Matchbox Twenty - Where the Light Goes
Is there something vaguely reassuring about the fact that Matchbox 20 is still out there, making the kind of tuneful grown-up pop that you never cue up on your own but don’t mind hearing when you’re at the dentist or the supermarket? And is there something vaguely shocking about the fact that Where the Light Goes is only the fifth album from this most ubiquitous of turn-of-the-millennium bands? The new record doesn’t exactly bring their sound into the present but at least brings it into the 2010s; you’ll hear faint EDM pulses, big-footed stomps, strummed ukuleles, and euphoric backing vocals, all staples of the era when The Lumineers and Mumford and Sons ruled the roost.
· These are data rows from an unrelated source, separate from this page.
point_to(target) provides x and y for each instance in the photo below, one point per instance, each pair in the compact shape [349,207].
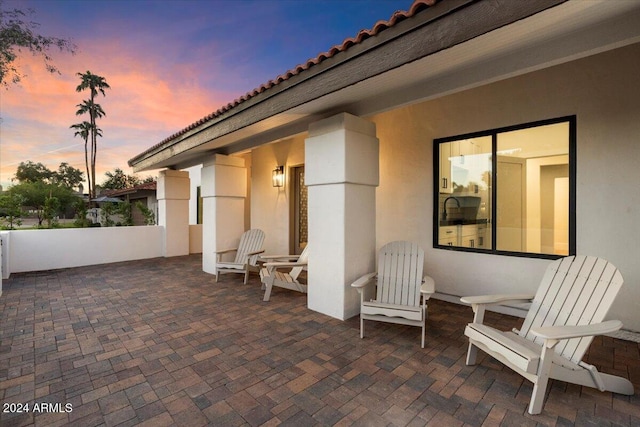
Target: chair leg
[267,291]
[540,385]
[472,354]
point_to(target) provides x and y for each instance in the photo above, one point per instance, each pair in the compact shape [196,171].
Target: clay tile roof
[378,27]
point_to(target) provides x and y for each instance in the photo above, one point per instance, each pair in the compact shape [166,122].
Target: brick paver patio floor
[157,342]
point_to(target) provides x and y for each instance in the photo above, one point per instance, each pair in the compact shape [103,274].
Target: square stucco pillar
[173,211]
[341,174]
[224,190]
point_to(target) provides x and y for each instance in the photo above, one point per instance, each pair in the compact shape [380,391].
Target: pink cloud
[144,105]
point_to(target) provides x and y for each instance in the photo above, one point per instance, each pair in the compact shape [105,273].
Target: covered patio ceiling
[452,46]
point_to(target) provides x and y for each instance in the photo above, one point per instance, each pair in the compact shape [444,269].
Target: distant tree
[50,211]
[11,210]
[68,176]
[149,216]
[96,84]
[35,195]
[118,180]
[33,172]
[81,214]
[17,32]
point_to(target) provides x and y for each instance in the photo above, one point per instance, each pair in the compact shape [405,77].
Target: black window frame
[572,121]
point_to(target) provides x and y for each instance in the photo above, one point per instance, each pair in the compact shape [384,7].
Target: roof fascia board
[439,27]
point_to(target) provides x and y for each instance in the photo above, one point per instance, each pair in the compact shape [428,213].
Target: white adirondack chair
[565,314]
[247,252]
[398,286]
[270,276]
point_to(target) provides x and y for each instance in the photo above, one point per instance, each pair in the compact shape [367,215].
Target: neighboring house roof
[146,186]
[433,49]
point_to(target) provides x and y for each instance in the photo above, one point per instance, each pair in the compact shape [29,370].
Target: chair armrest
[478,303]
[363,281]
[566,332]
[285,264]
[498,299]
[428,286]
[283,257]
[226,251]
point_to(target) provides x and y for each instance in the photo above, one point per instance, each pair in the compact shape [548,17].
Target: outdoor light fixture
[277,177]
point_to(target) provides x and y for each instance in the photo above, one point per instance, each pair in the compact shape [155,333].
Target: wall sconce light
[277,178]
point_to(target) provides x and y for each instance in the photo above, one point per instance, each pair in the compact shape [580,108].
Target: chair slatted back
[250,241]
[574,291]
[400,267]
[304,257]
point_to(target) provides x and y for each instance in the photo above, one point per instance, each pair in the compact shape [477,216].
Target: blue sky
[169,63]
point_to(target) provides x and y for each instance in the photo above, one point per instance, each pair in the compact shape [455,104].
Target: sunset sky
[168,62]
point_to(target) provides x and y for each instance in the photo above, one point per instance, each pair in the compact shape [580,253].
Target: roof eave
[439,27]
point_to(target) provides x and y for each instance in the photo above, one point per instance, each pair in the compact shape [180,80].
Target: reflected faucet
[444,206]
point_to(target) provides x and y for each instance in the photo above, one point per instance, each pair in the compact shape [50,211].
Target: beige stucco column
[341,173]
[224,189]
[173,211]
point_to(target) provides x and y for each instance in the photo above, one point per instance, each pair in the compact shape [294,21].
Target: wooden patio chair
[271,276]
[246,258]
[398,287]
[565,315]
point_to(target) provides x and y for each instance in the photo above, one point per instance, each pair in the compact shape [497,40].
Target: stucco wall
[35,250]
[604,93]
[270,206]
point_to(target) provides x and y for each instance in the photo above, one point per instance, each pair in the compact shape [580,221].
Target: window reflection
[524,207]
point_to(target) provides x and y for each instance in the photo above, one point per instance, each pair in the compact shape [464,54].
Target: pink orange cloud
[144,105]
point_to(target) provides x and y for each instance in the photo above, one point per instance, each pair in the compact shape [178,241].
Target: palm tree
[96,84]
[83,130]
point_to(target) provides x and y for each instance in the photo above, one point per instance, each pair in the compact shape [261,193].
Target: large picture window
[507,191]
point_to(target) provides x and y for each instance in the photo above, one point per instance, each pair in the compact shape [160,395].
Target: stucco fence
[36,250]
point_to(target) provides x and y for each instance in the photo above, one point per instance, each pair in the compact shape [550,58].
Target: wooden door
[299,207]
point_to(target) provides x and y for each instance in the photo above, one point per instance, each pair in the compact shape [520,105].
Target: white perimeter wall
[35,250]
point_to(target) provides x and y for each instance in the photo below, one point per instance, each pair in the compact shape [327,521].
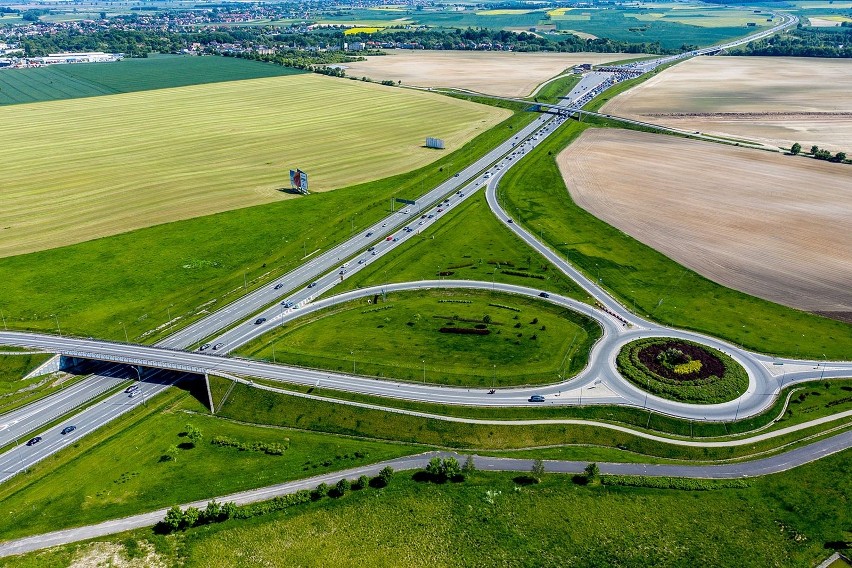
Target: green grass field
[671,28]
[535,195]
[189,267]
[124,468]
[530,342]
[791,519]
[86,168]
[59,82]
[251,405]
[808,402]
[13,368]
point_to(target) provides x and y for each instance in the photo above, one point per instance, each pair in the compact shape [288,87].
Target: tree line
[803,42]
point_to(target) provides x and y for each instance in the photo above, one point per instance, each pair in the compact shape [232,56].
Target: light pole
[20,453]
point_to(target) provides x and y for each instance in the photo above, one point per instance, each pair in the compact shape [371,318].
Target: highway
[294,293]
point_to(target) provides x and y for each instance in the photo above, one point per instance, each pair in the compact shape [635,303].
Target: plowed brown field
[775,100]
[770,225]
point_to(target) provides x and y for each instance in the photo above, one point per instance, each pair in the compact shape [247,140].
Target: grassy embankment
[791,519]
[14,391]
[127,467]
[808,402]
[248,404]
[535,195]
[523,341]
[190,267]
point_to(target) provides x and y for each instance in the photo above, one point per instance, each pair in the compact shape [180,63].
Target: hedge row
[177,519]
[673,482]
[710,390]
[273,449]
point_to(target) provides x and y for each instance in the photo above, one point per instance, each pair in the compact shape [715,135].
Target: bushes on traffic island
[682,370]
[273,449]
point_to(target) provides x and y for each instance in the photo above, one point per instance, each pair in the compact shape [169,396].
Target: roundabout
[682,370]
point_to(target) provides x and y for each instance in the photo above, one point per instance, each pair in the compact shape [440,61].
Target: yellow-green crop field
[87,168]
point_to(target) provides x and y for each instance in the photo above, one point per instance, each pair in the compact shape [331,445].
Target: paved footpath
[773,464]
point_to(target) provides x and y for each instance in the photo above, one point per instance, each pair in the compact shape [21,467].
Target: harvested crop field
[770,225]
[88,168]
[776,100]
[503,74]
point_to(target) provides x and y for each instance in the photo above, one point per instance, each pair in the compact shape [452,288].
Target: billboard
[435,143]
[299,181]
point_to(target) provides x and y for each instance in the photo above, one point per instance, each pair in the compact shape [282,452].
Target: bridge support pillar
[209,394]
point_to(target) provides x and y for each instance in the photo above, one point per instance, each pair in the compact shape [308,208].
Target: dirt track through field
[776,100]
[505,74]
[774,226]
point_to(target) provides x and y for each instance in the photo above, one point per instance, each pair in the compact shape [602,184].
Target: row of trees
[470,39]
[803,42]
[819,153]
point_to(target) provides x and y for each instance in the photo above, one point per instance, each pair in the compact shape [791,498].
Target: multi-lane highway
[295,293]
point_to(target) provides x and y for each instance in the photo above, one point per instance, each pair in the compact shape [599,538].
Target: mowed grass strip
[88,168]
[524,341]
[555,523]
[127,467]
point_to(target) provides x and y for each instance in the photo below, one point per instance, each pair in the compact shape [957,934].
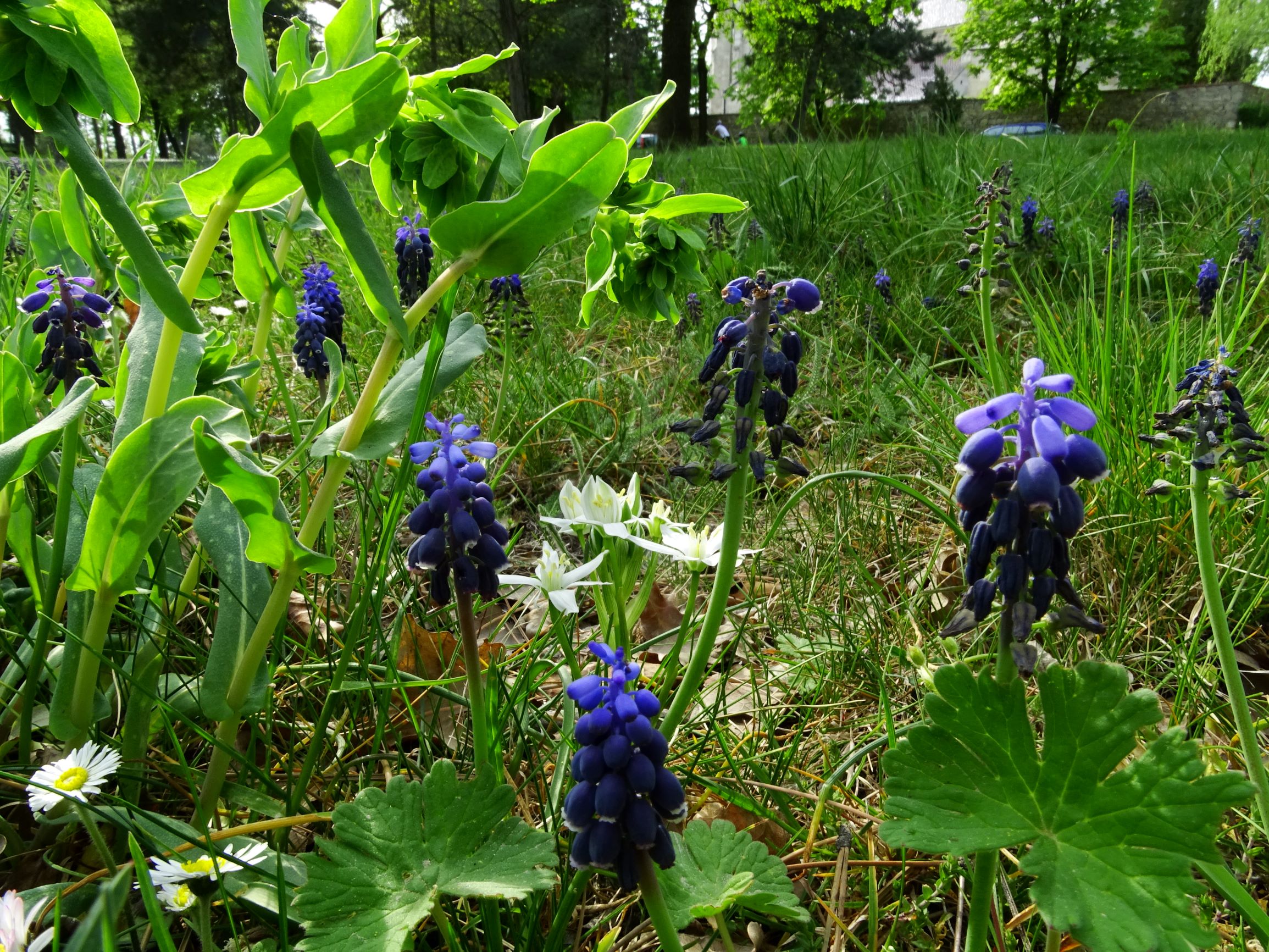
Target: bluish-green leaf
[79,35]
[568,179]
[244,588]
[387,428]
[350,108]
[22,452]
[397,850]
[1110,850]
[330,198]
[633,120]
[258,499]
[149,475]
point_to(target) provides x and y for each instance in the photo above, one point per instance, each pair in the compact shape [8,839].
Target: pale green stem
[733,526]
[323,501]
[169,341]
[91,662]
[1211,579]
[655,903]
[52,580]
[264,319]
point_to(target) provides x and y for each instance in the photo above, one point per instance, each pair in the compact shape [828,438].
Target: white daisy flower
[555,580]
[696,549]
[175,871]
[80,773]
[177,896]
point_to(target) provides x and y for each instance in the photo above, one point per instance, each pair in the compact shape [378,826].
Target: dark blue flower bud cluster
[1207,286]
[881,281]
[764,357]
[1022,510]
[991,211]
[623,794]
[457,526]
[64,308]
[322,294]
[1212,417]
[414,254]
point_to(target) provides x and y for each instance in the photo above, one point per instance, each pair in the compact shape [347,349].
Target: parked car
[1024,129]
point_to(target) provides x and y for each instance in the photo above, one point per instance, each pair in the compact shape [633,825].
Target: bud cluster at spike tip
[1212,417]
[63,308]
[623,794]
[507,292]
[457,524]
[414,254]
[764,381]
[881,281]
[993,208]
[322,294]
[1207,286]
[1019,504]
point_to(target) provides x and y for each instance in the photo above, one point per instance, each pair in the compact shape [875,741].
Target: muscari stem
[475,678]
[733,526]
[655,903]
[1211,580]
[169,341]
[324,499]
[52,580]
[264,319]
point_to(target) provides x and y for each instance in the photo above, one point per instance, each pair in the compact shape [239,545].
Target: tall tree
[1060,52]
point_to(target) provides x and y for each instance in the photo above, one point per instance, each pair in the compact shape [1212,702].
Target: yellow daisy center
[73,778]
[201,867]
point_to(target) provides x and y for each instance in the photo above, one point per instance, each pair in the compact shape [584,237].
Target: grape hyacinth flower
[457,526]
[1209,285]
[1029,210]
[623,794]
[310,334]
[763,379]
[414,254]
[881,281]
[322,294]
[1017,494]
[63,308]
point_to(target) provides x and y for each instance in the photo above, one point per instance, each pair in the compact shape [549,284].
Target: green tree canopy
[1060,52]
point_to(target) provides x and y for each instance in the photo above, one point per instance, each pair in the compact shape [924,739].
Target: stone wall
[1212,106]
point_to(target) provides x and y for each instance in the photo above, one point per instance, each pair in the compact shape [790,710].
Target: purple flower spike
[993,412]
[1073,413]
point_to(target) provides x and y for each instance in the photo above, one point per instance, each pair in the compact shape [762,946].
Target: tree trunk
[23,136]
[517,68]
[677,30]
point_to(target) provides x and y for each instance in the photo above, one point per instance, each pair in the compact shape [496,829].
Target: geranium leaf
[397,850]
[1111,850]
[717,867]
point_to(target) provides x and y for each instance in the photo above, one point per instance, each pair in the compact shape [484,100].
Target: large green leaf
[132,384]
[330,198]
[244,588]
[247,25]
[350,108]
[633,120]
[149,475]
[717,867]
[568,179]
[61,124]
[397,850]
[1111,850]
[22,452]
[79,35]
[387,428]
[258,499]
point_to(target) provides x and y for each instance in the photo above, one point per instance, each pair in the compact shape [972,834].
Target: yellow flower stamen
[73,778]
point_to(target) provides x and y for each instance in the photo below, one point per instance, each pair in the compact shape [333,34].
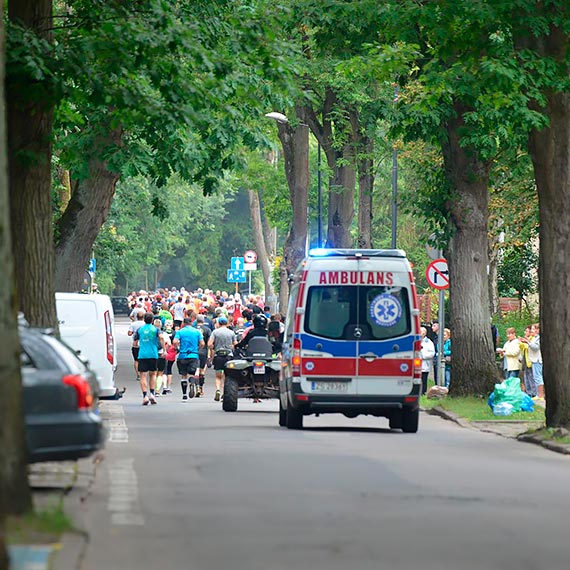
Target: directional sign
[237,263]
[437,274]
[236,275]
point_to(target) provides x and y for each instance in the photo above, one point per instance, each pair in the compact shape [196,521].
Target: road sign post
[437,275]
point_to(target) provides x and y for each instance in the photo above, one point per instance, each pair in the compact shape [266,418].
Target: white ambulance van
[87,324]
[352,339]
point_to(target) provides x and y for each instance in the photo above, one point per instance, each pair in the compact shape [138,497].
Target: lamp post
[395,185]
[281,118]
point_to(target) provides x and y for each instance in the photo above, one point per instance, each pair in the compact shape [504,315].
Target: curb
[74,543]
[450,416]
[525,437]
[546,443]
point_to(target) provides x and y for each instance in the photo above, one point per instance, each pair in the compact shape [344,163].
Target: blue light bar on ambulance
[326,252]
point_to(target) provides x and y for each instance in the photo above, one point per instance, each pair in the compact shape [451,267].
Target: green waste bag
[509,392]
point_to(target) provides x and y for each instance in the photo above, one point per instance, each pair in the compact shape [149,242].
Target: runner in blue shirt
[188,341]
[149,342]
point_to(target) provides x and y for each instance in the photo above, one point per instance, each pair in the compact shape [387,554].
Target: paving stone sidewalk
[513,429]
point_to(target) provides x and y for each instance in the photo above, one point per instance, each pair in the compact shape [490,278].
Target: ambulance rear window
[379,312]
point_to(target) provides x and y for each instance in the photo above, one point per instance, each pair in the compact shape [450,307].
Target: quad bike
[254,373]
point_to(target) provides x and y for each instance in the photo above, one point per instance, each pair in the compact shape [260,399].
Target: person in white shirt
[178,312]
[511,351]
[427,355]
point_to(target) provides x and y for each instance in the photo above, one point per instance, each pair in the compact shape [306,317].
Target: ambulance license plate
[329,386]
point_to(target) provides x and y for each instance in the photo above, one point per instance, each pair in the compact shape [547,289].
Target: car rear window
[39,353]
[380,312]
[72,362]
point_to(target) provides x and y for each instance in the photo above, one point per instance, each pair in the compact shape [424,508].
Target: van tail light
[82,388]
[109,338]
[296,358]
[418,359]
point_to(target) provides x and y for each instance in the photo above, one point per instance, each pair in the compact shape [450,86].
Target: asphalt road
[187,486]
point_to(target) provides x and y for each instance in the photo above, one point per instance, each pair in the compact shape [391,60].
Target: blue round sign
[385,310]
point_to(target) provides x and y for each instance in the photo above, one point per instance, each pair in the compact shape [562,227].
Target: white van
[87,324]
[352,339]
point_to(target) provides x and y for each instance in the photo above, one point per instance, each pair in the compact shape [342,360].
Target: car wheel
[293,418]
[282,414]
[396,421]
[410,421]
[229,403]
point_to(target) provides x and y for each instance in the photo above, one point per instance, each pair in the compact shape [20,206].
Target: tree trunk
[365,188]
[29,159]
[283,289]
[83,218]
[262,256]
[341,162]
[473,370]
[341,200]
[64,188]
[494,248]
[15,497]
[550,152]
[295,142]
[269,234]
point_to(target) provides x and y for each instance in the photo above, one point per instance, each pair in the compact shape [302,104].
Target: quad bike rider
[254,371]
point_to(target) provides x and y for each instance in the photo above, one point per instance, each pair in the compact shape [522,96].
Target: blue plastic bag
[503,409]
[527,405]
I’m not sure that anything hear qualifies as a surprise, but nearly every song reminds you that, whatever else you think about this band, their sense of craft is unerring: Nearly every song feels instantly earworm-y and familiar. Incidentally, I cued this up mostly to hear “No Other Love,” a song that’s credited as a duet with the irrepressible Amanda Shires. Alas, she’s buried too deep in the mix to make much of an impression. But if you want to open yourself up to the possibility that you’ve secretly missed this band, I’d maybe start with “Queen of New York City.”